早足で城門を抜け結界街道に歩を進めるハヤト。
私をまく気じゃないでしょうね。
そうはいかないわよ。
ちょっと怒ってるのかな?
でも、私もひけないわ。
しばらく無言での行進が続く。
ハヤトもあの女も沈黙したまま。
さすがに気まずい。
「で、何かあったんでしょ?」
一応確認を。
というか間が持たない。
「そうですね・・・」
「何よ」
逡巡している。
それはまあ、言いにくいわよね。
「やっぱり、エルマさんには話しておきますね」
「ハヤト様!」
「大丈夫、エルマさんは信用できるよ。

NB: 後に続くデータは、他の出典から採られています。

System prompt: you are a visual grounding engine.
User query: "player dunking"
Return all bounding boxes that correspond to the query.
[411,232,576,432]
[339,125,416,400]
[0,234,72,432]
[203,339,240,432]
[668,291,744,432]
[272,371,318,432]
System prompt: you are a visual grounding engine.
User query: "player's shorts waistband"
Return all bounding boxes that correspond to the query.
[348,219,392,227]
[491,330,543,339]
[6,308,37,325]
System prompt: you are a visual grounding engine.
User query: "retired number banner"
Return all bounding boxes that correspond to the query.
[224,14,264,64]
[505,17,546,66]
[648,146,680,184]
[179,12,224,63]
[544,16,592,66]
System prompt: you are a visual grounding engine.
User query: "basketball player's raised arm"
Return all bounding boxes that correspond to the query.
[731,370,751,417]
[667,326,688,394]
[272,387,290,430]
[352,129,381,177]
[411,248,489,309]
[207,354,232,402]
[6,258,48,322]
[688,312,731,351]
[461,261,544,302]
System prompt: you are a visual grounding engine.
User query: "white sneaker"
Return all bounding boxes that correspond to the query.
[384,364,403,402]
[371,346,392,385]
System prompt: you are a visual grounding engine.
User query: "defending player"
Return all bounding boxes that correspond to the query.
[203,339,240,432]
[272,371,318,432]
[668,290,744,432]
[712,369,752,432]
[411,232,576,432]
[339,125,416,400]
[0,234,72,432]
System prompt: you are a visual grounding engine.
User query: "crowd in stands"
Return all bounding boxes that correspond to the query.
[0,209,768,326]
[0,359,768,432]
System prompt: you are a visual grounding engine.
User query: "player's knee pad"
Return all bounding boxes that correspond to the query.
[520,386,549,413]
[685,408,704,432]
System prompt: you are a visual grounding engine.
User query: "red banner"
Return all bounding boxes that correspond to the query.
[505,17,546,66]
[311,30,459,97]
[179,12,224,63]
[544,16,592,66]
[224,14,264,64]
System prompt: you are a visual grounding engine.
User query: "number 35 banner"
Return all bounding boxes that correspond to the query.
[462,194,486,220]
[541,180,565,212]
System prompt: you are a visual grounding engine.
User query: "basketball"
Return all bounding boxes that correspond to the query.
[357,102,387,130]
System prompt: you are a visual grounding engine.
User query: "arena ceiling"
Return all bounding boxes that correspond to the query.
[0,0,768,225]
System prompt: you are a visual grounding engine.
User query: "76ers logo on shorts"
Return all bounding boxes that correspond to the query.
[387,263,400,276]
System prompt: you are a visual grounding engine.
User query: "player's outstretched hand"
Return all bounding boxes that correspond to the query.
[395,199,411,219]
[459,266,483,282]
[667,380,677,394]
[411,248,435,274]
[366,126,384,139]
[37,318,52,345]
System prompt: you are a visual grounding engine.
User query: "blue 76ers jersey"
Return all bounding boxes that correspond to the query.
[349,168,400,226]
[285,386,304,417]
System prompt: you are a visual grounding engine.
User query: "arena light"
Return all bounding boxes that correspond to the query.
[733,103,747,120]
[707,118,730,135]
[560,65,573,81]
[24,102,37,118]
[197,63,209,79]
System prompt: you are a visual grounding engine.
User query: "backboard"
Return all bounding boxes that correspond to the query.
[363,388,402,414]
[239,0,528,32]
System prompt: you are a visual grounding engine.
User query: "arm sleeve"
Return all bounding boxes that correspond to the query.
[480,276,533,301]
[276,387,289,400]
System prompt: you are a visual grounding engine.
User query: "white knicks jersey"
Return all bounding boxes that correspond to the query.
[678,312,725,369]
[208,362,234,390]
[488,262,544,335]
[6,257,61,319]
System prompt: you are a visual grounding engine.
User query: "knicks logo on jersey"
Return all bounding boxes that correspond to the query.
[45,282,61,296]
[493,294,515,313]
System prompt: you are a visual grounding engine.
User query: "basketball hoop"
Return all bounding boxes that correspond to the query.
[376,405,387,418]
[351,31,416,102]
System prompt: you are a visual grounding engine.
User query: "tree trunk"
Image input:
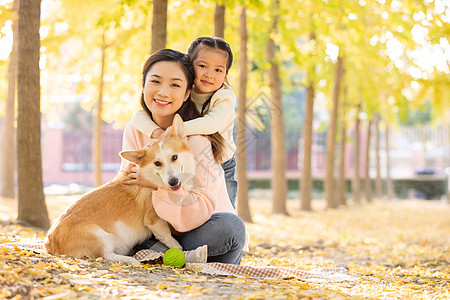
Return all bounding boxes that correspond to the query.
[151,0,168,53]
[373,114,383,199]
[386,124,395,200]
[325,56,342,208]
[17,0,50,229]
[337,98,347,205]
[236,6,252,223]
[0,0,19,198]
[214,2,225,39]
[266,0,288,215]
[352,103,361,205]
[299,70,315,211]
[92,32,107,187]
[364,120,373,203]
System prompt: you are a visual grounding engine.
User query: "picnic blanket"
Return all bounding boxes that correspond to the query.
[0,240,358,282]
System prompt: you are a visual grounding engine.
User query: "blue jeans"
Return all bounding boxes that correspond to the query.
[134,213,245,265]
[222,155,237,208]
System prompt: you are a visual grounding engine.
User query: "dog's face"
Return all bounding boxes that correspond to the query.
[120,115,195,191]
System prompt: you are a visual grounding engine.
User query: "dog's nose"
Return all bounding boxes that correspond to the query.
[169,177,180,186]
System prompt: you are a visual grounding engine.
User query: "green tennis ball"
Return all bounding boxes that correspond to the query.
[163,248,186,268]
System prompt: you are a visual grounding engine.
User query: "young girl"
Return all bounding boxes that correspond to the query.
[131,37,237,207]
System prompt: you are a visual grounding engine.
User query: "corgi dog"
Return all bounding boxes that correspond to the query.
[45,115,195,263]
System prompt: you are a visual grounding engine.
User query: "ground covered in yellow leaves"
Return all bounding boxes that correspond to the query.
[0,196,450,299]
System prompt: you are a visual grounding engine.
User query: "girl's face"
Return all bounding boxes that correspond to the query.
[143,61,189,129]
[193,46,228,94]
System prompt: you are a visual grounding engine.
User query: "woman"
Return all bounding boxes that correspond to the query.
[121,49,247,264]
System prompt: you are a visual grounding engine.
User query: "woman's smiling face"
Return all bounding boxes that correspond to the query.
[143,61,189,129]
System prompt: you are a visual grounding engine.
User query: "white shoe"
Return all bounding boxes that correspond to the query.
[183,245,208,264]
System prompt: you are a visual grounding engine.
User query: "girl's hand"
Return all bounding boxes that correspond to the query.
[123,166,157,189]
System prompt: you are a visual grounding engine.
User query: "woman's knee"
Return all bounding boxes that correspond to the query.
[210,213,245,243]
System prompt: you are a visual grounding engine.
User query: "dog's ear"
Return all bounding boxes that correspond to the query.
[170,114,186,141]
[120,149,145,165]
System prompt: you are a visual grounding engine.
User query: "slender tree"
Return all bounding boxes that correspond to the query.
[385,124,395,200]
[92,30,108,186]
[364,119,373,203]
[337,91,347,205]
[325,56,342,208]
[214,2,225,38]
[236,6,252,223]
[373,114,383,199]
[299,32,316,211]
[0,0,20,198]
[352,103,361,204]
[17,0,50,229]
[151,0,168,53]
[266,0,288,215]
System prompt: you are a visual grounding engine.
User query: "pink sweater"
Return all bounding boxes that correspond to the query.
[121,123,248,251]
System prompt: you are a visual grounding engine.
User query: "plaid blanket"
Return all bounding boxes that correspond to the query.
[0,240,358,282]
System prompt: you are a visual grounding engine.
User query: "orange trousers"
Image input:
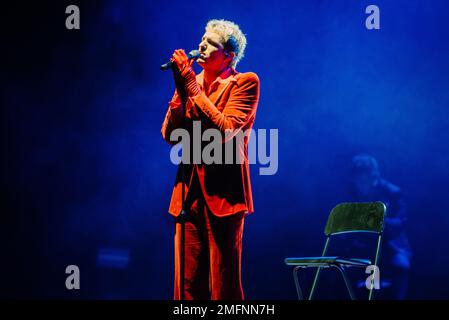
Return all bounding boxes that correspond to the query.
[174,192,244,300]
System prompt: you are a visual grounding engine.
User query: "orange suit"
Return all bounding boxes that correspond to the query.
[161,68,260,299]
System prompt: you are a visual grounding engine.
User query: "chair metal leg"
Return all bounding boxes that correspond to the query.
[293,266,304,300]
[333,265,356,300]
[309,267,321,300]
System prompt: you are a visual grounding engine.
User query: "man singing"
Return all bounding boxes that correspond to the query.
[161,20,259,300]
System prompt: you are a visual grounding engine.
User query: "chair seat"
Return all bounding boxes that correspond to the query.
[284,257,371,267]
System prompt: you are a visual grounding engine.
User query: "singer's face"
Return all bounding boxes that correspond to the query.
[196,31,231,71]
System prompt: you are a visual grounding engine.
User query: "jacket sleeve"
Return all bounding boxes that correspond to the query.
[193,72,260,141]
[161,90,194,145]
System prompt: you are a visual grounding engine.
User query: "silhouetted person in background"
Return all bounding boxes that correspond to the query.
[350,154,411,300]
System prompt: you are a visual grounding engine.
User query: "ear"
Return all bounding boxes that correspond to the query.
[225,51,235,64]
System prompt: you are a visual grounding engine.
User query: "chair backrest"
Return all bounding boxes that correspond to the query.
[324,201,386,236]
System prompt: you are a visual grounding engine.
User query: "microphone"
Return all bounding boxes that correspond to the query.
[161,50,200,70]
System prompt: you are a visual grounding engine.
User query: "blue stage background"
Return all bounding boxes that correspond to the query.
[0,0,449,299]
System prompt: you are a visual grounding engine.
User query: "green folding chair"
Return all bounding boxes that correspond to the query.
[284,201,386,300]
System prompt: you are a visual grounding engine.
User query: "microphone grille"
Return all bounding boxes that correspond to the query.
[189,50,200,59]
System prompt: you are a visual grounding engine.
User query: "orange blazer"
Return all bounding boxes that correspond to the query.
[161,69,260,216]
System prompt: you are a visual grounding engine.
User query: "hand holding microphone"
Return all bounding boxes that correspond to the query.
[166,49,201,97]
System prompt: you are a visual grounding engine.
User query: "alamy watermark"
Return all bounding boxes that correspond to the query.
[170,121,279,175]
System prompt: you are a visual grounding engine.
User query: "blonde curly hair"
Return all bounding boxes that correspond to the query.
[205,19,246,67]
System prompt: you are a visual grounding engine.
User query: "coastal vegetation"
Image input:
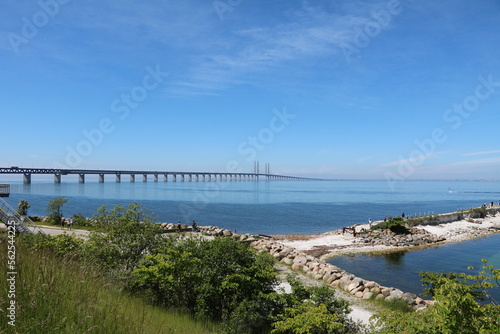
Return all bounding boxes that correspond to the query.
[0,202,362,333]
[0,202,500,334]
[47,197,68,225]
[377,259,500,334]
[371,217,408,234]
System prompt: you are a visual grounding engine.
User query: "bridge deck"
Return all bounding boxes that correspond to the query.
[0,167,320,184]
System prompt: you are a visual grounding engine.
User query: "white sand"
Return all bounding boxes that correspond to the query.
[417,215,500,241]
[281,215,500,253]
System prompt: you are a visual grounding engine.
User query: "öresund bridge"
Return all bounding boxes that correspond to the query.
[0,164,320,184]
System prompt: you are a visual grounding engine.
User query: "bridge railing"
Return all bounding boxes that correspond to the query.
[0,184,10,197]
[0,198,45,234]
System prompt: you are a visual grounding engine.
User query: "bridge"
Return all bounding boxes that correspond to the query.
[0,164,319,184]
[0,184,45,234]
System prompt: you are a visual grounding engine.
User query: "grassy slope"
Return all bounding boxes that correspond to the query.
[0,240,219,334]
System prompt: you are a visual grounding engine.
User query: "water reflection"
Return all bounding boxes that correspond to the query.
[384,252,406,266]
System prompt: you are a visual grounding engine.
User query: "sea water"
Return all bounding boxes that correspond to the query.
[1,180,500,234]
[328,234,500,302]
[2,176,500,293]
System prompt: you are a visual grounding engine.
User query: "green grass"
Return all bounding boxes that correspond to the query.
[0,240,217,334]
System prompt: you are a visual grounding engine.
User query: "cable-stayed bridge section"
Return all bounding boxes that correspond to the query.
[0,167,319,184]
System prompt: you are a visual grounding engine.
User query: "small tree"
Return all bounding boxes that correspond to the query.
[47,197,68,225]
[17,199,30,216]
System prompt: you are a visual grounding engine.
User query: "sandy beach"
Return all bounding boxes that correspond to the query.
[273,214,500,259]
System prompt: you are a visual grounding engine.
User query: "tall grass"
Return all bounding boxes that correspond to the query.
[0,240,217,334]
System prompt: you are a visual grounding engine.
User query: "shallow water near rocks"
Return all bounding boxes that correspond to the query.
[328,234,500,301]
[0,179,500,299]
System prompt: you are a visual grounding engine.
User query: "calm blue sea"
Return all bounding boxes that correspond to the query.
[2,177,500,298]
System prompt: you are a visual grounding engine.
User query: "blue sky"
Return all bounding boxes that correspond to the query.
[0,0,500,180]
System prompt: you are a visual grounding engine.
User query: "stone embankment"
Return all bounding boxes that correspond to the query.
[172,226,432,309]
[246,239,432,309]
[358,228,446,247]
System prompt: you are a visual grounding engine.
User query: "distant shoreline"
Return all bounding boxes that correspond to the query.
[272,206,500,260]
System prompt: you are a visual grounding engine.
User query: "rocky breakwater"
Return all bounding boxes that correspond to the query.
[358,228,446,247]
[250,239,432,309]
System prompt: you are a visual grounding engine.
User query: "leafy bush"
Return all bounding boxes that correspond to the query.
[47,197,68,225]
[130,238,276,320]
[72,213,92,226]
[84,203,163,276]
[377,260,500,334]
[371,217,409,234]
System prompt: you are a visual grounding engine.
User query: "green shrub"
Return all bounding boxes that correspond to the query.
[371,217,409,234]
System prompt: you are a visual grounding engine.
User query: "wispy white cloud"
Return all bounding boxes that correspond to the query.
[166,5,384,95]
[464,150,500,156]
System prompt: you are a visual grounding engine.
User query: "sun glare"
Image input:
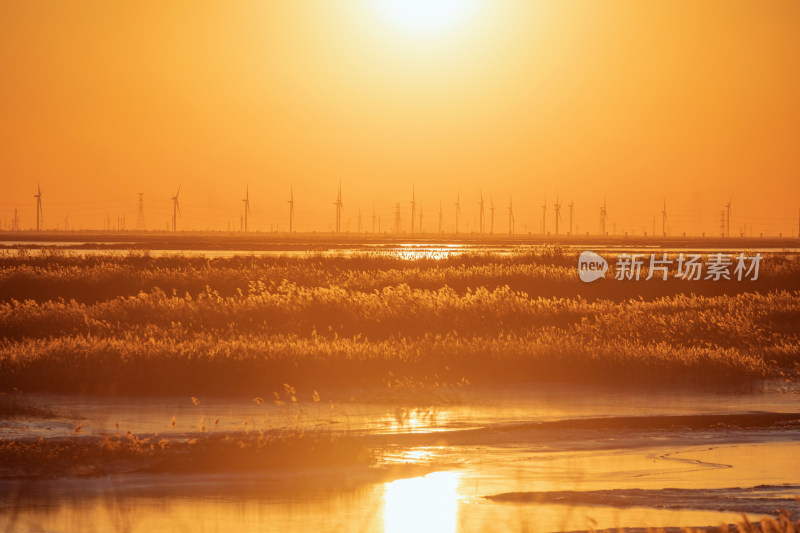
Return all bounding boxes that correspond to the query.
[383,472,459,533]
[372,0,478,37]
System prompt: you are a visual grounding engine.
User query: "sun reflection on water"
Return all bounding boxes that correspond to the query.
[383,472,461,533]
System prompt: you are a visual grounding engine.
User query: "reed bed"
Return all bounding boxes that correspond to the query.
[0,250,800,394]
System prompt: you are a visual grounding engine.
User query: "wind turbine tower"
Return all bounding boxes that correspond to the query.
[489,196,494,235]
[172,185,181,231]
[136,192,144,231]
[567,202,575,235]
[394,203,402,234]
[242,184,250,233]
[33,182,44,231]
[411,184,417,234]
[553,196,561,235]
[600,198,608,237]
[478,191,483,233]
[456,193,461,235]
[508,197,514,235]
[333,181,344,233]
[725,199,731,237]
[542,198,547,235]
[286,187,294,233]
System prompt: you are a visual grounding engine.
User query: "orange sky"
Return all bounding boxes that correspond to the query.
[0,0,800,235]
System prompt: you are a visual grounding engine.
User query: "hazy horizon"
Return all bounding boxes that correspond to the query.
[0,0,800,236]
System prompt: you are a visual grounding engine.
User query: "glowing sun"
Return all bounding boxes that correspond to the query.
[371,0,478,37]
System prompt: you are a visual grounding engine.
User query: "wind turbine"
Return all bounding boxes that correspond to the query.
[456,192,461,235]
[439,198,443,235]
[508,196,514,235]
[411,183,417,235]
[554,196,561,235]
[725,198,731,237]
[567,201,575,235]
[489,196,494,235]
[542,198,547,235]
[33,181,44,231]
[286,187,294,233]
[478,191,483,233]
[600,198,608,237]
[172,185,181,231]
[242,184,250,233]
[333,181,344,233]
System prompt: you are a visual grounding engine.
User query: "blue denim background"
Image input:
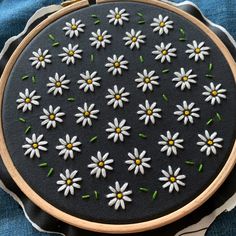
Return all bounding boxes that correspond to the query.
[0,0,236,236]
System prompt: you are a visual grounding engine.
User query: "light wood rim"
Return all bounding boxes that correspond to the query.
[0,0,236,234]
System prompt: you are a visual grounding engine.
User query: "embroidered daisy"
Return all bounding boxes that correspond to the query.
[89,29,111,49]
[174,101,200,125]
[123,29,146,49]
[106,118,131,143]
[16,89,41,112]
[47,73,70,96]
[106,181,132,210]
[152,43,177,63]
[172,68,197,90]
[159,166,186,193]
[107,7,129,25]
[58,43,83,65]
[22,134,48,158]
[63,18,85,38]
[185,40,210,62]
[105,55,129,75]
[29,48,52,70]
[106,85,130,109]
[77,70,101,93]
[197,130,223,156]
[57,169,82,197]
[135,69,159,92]
[40,105,65,129]
[75,102,99,127]
[56,134,81,160]
[88,151,114,178]
[125,148,151,175]
[158,131,184,156]
[151,14,174,35]
[202,82,227,105]
[137,100,161,125]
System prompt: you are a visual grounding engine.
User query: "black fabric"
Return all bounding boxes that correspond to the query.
[0,0,235,235]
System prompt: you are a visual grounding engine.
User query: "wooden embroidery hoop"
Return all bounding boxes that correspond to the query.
[0,0,236,234]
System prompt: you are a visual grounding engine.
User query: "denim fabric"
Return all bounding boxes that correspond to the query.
[0,0,236,236]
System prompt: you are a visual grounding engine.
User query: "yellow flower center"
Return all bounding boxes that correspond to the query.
[146,109,153,116]
[184,110,190,116]
[170,176,176,183]
[115,14,121,19]
[66,179,72,185]
[115,94,121,100]
[211,90,218,97]
[25,98,31,103]
[49,114,55,120]
[195,48,201,54]
[71,25,77,30]
[207,139,213,146]
[116,193,123,199]
[144,77,150,84]
[168,139,175,146]
[55,81,61,87]
[162,50,168,56]
[84,111,90,117]
[68,50,75,57]
[98,161,104,167]
[135,159,141,166]
[32,143,39,149]
[38,56,44,61]
[98,35,103,42]
[66,143,73,149]
[159,21,166,27]
[114,61,120,68]
[116,127,121,134]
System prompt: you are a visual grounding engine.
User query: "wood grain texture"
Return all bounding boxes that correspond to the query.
[0,0,236,234]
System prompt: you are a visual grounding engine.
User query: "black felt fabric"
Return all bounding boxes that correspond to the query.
[3,0,235,223]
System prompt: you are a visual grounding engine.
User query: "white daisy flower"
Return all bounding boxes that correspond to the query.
[75,102,99,127]
[22,134,48,158]
[125,148,151,175]
[202,82,227,105]
[159,166,186,193]
[57,169,82,197]
[56,134,81,160]
[152,43,177,63]
[107,7,129,25]
[105,55,129,75]
[135,69,159,92]
[77,70,101,93]
[174,101,200,125]
[106,85,130,109]
[16,89,41,112]
[106,181,132,210]
[185,40,210,62]
[106,118,131,143]
[137,100,161,125]
[47,73,70,96]
[29,48,52,70]
[123,29,146,49]
[172,68,197,91]
[58,43,83,65]
[88,151,114,178]
[89,29,111,49]
[158,131,184,156]
[151,14,174,35]
[39,105,65,129]
[197,130,223,156]
[63,18,85,38]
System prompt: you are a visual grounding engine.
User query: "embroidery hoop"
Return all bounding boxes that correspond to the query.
[0,0,236,234]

それに手紙も出してるしね。結局、今話すから手紙は必要なかったんだけどね」
手紙。
そんなの用意してくれてたんだ。
「それで」
「実は、レントを出ようと思いまして・・・」
ハヤトから聞いた内容は、ランスの情報をもとにした私の予想通りだった。ただ、執拗に追われているその理由はごまかされた気がする。なぜハヤトが追われているのか、その理由はランスも分からないと言っていた。まあ、ランスが知らないというのも怪しいんだけどね。
とにかく、理由はよく分からない。
でも、そんなのどうでもいい。
私はハヤトについて行くだけ。
弟子なんだからね。
そう、弟子なのよ!
「本当について来るんですか?」
「もちろんよ」
「どうなっても知りませんよ」
「いいわよ」
「はあ~、どうせ何を言っても聞かないんでしょうね」
「ええ」
「分かりましたよ」
やっと納得してくれたようね。
うん、よかった。
「で、どこに行くの?」
「これから考えます。なにせ突然の出発だったので」
「何それ」
「でも、まずはあそこに行きますよ」
やっぱり。
そうだと思った。
「あの、どこに行かれるのですか」
「ついてきなさい。それまでは秘密よ」
「秘密ですか」
「そうよ」
私とハヤト、2人だけの秘密の場所。
でも、この娘にも教えなきゃいけないんだ・・・。
到着した頃には、朝の日差しが眩しいくらいになっていた。
「ここですか?」
ミュリエルが遠慮気味に尋ねてくる。
あっ、この娘はハヤトの奴隷でミュリエルというらしい。道中にお互い簡単に自己紹介をして、ハヤトからも説明してもらった。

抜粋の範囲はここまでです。